For a nation that has watched three consecutive World Cups from the sofa, turning the tournament into a television ritual rather than a stage for the Azzurri, this is more than a high-profile hire. It feels like a reset.
Maldini at the centre of the rebuild
Italy were desperate for a new direction. Giovanni Malagò, the new FIGC president, has made Maldini his first major decision, and the reaction has been immediate and overwhelmingly positive. In a football culture often split along club lines, Maldini is one of the few figures capable of uniting opinion.
His task is clear and heavy with consequence: alongside Leonardo, he will identify the next head coach of the national team. The early favourites are familiar names. Antonio Conte and Roberto Mancini sit at the front of the queue, tested leaders with strong personalities and clear tactical identities.
Italian media, never shy of dreaming big, have already floated more glamorous possibilities: Pep Guardiola, Didier Deschamps. Names that stir the imagination even if they remain, for now, in the realm of speculation rather than negotiation.
While the search begins, Malagò’s choice of technical director has already been hailed as a victory. In a landscape scarred by failure and short-term fixes, Maldini represents continuity, stature and a certain moral authority.
Zoff’s seal of approval
Dino Zoff, a World Cup winner in 1982 and Maldini’s coach at Euro 2000, did not hide his admiration. He knows both the player and the family, and his words carried the weight of experience.
“Paolo has given so much for our football, to Milan in particular but also for the national team,” Zoff said. He linked generations in a single memory, recalling not only Paolo but also his father Cesare, who worked as Enzo Bearzot’s assistant when Zoff lifted the World Cup in 1982.

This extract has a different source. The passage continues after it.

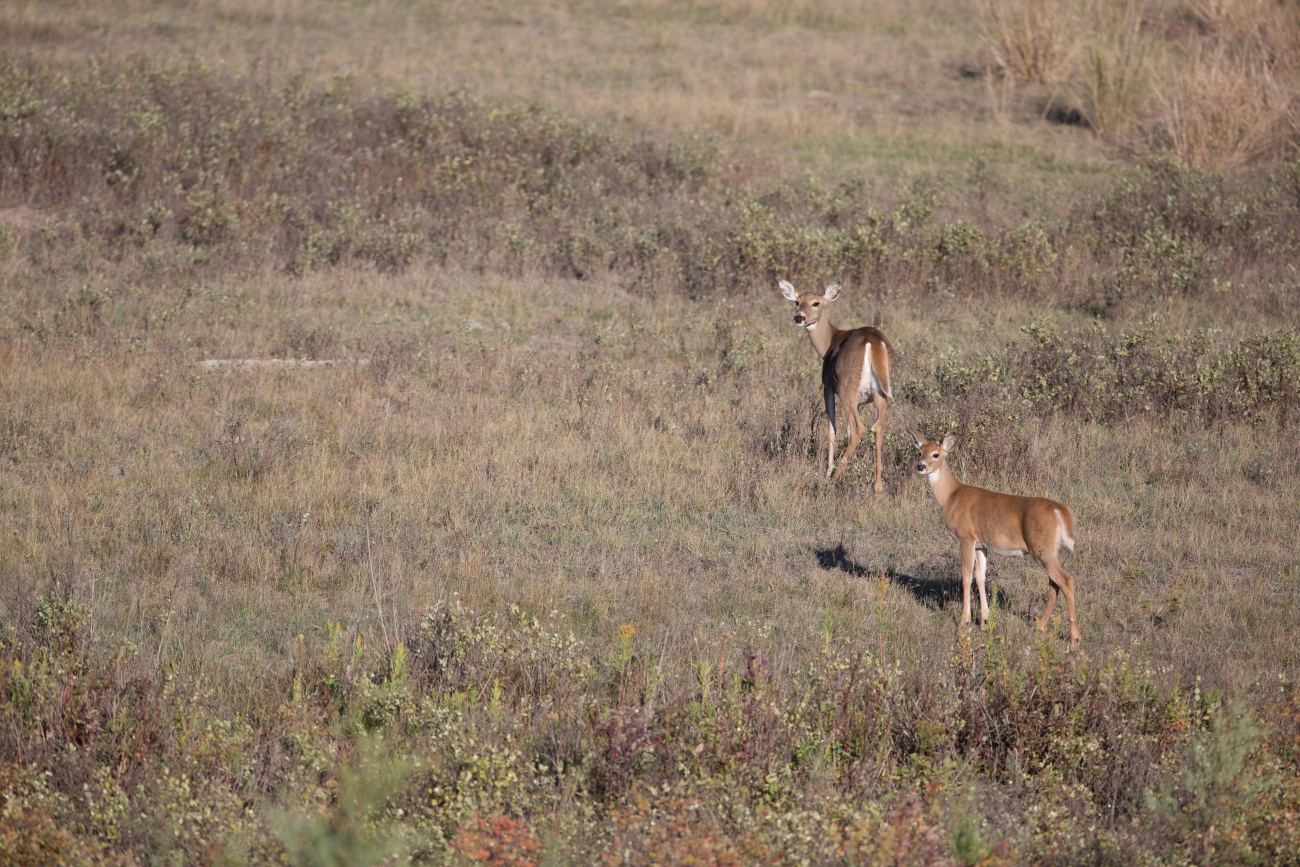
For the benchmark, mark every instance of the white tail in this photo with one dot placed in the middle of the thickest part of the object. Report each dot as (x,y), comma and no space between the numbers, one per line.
(1006,524)
(857,367)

For Zoff, the appointment fits perfectly: “Maldini is a perfect appointment in terms of character, charisma and competence. I also understand the choice of Leonardo as an advisor. It’s right that a leader surrounds himself with people he trusts.”

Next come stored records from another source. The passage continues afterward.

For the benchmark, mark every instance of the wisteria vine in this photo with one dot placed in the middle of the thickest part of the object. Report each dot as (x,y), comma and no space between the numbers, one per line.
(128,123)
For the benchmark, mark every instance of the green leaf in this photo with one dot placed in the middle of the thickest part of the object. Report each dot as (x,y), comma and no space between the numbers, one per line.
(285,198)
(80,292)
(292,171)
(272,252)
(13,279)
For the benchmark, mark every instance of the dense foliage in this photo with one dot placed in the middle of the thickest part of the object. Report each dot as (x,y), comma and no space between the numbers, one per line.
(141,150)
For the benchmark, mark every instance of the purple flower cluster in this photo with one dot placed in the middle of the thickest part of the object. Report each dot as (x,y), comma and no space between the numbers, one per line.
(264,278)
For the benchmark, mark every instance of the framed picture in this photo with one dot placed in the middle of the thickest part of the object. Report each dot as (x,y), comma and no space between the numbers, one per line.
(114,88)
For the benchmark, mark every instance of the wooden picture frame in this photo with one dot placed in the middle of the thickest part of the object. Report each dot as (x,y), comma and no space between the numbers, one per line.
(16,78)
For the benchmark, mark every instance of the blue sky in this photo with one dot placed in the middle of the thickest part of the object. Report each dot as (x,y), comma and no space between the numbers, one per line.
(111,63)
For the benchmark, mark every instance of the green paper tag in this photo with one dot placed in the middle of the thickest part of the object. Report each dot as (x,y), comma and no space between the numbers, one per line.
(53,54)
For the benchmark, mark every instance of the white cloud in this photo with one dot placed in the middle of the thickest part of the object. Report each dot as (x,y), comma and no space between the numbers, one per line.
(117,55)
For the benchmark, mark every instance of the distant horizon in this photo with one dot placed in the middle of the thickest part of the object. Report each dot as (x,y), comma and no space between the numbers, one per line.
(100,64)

The former goalkeeper also drew a clear line around Maldini’s new authority. On the choice of the next coach, he insisted: “Maldini has to be free to follow his beliefs, without external interference.” In other words, if this project is to work, it must be Maldini’s project, not a compromise shaped by outside pressure.
Costacurta: “More important than choosing the coach”

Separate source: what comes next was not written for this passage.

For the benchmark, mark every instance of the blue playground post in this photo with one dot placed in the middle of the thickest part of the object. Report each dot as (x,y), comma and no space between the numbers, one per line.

If Zoff represents the voice of an older generation, Alessandro Costacurta speaks as someone who shared a dressing room and a trophy cabinet with Maldini for years at San Siro. His reaction underlined just how significant this move feels within the Italian game.
“This is great news for Italian football, because we have brought in one of the most illuminated and sincere people in the sport,” the former defender said.
Costacurta did not stop there. He went as far as to suggest that Malagò’s call to bring in Maldini could outweigh the eventual coaching appointment itself. “Malagò made the best possible choice. In fact, picking Maldini is perhaps more important than choosing the new coach.”
It was also an insight into the chemistry between Maldini and Leonardo, a duo once pictured side by side in Bergamo before a Serie A clash as Milan directors, now reunited in a different shade of blue.
“Leonardo is more of a dreamer, a visionary, whereas Paolo is more practical, looks to his knowledge and instinct,” Costacurta explained. “The best thing about them is that they listen to each other, despite starting from different ideas, and always manage to find a common solution.”
That blend of vision and pragmatism is exactly what Italy have lacked in recent years: a long-term idea anchored by people who know how to win and how to withstand the storms that come with the job.
A legend tasked with changing the story
For now, the World Cup plays out without Italy, a TV spectacle dominated by the likes of France, Spain, Argentina and England, all already in the semi-finals of a tournament that the Azzurri can only watch. At home, though, something has shifted.
Maldini steps into a role that demands clear choices, a strong line, and the courage to impose a new culture on a team that has lost its way. The names of Conte, Mancini, Guardiola and Deschamps will fill headlines in the coming weeks, but the real story lies above the dugout.
Italy have turned to one of their greatest defenders to protect their footballing identity. The question now is not whether Paolo Maldini is big enough for the job, but whether Italian football is ready to follow where he wants to lead.